|2009 Annual Meeting Abstracts
Local and Free Fascial Flap Transfers to the Hand: A Single Microsurgeon's 10-Year Experience
Matthew J. Carty, M.D.1, Amir Taghinia, M.D.2, Joseph Upton, M.D.2.
1Brigham & Women's Hospital, Boston, MA, USA, 2Children's Hospital Boston, Beth Israel Deaconess Medical Center, Boston, MA, USA.
Reconstruction of soft tissue defects of the hand remains a daunting surgical problem. The requirements for thin and pliable coverage with a reliable vascular supply, potential for sensibility and provision of a proper gliding surface are not readily supplied by standard skin grafts or conventional muscle, myocutaneous or fasciocutaneous free tissue transfers. However, fascial flaps - both pedicled and free - represent an excellent option for the reconstruction of these complicated defects.
A retrospective review of all fascial flap reconstructive procedures to the hand undertaken by a single microsurgeon was performed for operations occurring between 1998 and 2008. Both pedicled and microvascular free tissue transfer-enabled procedures were included in both pediatric and adult patient populations. Data was culled from a combination of patient charts, hospital records, radiographic studies and clinical photographs.

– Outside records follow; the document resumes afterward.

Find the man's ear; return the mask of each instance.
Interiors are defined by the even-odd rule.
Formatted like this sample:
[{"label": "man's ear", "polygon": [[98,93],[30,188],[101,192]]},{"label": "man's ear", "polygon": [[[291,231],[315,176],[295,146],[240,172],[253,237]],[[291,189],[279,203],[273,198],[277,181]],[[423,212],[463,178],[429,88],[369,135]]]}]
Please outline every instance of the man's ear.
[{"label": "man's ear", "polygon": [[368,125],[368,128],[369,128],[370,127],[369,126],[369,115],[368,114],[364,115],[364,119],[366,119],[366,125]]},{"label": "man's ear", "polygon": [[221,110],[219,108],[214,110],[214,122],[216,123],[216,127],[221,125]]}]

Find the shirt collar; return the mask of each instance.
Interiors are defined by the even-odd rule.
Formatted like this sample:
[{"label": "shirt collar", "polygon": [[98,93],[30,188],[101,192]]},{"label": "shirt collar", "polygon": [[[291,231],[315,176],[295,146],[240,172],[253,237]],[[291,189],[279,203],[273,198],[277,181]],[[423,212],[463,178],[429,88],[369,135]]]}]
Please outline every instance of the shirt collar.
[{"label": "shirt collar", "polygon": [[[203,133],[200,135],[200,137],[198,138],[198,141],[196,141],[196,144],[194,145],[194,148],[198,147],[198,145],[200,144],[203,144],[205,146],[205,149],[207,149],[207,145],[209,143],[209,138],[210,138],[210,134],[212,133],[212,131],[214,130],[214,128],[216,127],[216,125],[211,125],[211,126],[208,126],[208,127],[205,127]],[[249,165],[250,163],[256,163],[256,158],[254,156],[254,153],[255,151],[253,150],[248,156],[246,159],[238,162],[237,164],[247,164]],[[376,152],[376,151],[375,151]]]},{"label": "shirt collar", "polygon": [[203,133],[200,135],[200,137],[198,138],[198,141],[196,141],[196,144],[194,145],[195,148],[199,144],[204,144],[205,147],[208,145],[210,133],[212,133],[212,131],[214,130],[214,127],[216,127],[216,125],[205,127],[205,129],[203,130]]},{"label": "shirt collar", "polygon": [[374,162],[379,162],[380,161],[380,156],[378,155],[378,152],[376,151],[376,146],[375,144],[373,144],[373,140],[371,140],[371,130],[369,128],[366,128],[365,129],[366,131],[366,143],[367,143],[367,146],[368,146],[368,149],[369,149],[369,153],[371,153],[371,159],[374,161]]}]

Sixty consecutive fascial flap reconstructive procedures to the hand were analyzed in sixty patients from the defined 10-year period. The most common pathological process necessitating hand soft tissue reconstruction was trauma (n=30, 50%), followed by late contracture (n=10, 17%), thermal injury (n=6, 10%), congenital abnormalities (n=5, 8%), tumor (n=5, 8%) and other (n=4, 7%). The most commonly performed flap was the temporoparietal fascial flap (n=31, 52%), followed by the radial forearm fascial flap (n=14, 23%), first dorsal metacarpal artery fascial flap (n=10, 17%) and the tensor fascia lata flap (n=5, 8%). More than half of the reconstructive procedures were performed as free tissue transfers (n=36, 60%), while the remainder were pedicled flaps (n=24, 40%). Perioperative complications were relatively minor; no flap losses were recorded. All cases studied demonstrated excellent long-term coverage with no evidence of underlying tendon adhesion or contracture.
Fascial flaps represent an excellent option for coverage of soft tissue defects of the hand that are not amenable to reconstruction with skin grafting alone. In providing a thin and pliable substrate with reliable axial vessels, the potential for sensibility, excellent gliding surfaces and the option for subsequent coverage with either glabrous or non-glabrous skin, they are superior to more conventional flaps. In particular, these flaps should be the reconstructive option of choice for localized defects of the hand with denuded tendons or exposed joints.